6.6. Grünordnung / Umweltbelange

Der vorliegende Bebauungsplan der Gemeinde Ammersbek wird als Bebauungsplan der Innenentwicklung gem. § 13 a BauGB aufgestellt. Auf eine Umweltprüfung nach § 2 Abs. 4 BauGB kann verzichtet werden, da durch das geplante Vorhaben keine erheblichen Umweltauswirkungen zu erwarten sind.

6.6.1. Artenschutzrechtliche Belange

Im Plangebiet ist ein Vorkommen von einigen europäischen Vogelarten zu erwarten. Während die Gartenhecken ein geeignetes Bruthabitat für Amsel, Zaunkönig, Rotkehlchen oder Gartengrasmücke darstellen, könnten an den Wohngebäuden und an den Garagen Haussperling, Bachstelze oder Hausrotschwanz vorkommen. Aufgrund der Nutzungsintensität und der Störungen, die von den Bewohnern der Grundstücke allgemein ausgehen, wird davon ausgegangen, dass im Plangebiet insgesamt nur eine geringe Anzahl an Brutvögeln anzutreffen ist.

Durch die zusätzlich geplante Bebauung sind hauptsächlich die großen Gartenflächen im westlichen Grundstücksbereich betroffen. Die Planung wird zu keinem Verlust von Bruthabitaten führen. Da im Plangebiet ausschließlich Vogelarten vorkommen, die allgemein häufig und weit verbreitet sind, würde der Verlust eines Bruthabitats keine Auswirkungen auf die günstigen Erhaltungszustände dieser Vogelarten haben.

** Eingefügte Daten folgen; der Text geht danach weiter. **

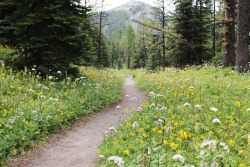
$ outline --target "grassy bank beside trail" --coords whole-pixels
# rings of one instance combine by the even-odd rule
[[[122,96],[124,76],[115,70],[80,69],[72,80],[41,79],[35,70],[0,69],[0,166],[6,160],[46,139]]]
[[[133,72],[150,100],[100,146],[99,166],[250,166],[250,75]]]

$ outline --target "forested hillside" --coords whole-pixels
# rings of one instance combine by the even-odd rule
[[[249,166],[250,1],[106,1],[0,1],[0,166],[121,99],[128,74],[150,101],[99,165]]]

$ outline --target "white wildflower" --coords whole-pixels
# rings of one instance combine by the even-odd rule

An den vorhandenen Gebäuden können potentiell Fledermäuse vorkommen. Da die Gebäude erhalten bleiben, können sich keine negativen Auswirkungen für möglicherweise vorhandene Tagesverstecke ergeben.

Sollte die Planung dazu führen, dass einzelne Gehölze beseitigt werden müssen, ist zu beachten, dass dies gemäß § 27 a LNatSchG nur in der Zeit vom 1. Oktober bis zum 14. März zulässig ist.

Artenschutzrechtliche Ausgleichsmaßnahmen sind nicht erforderlich.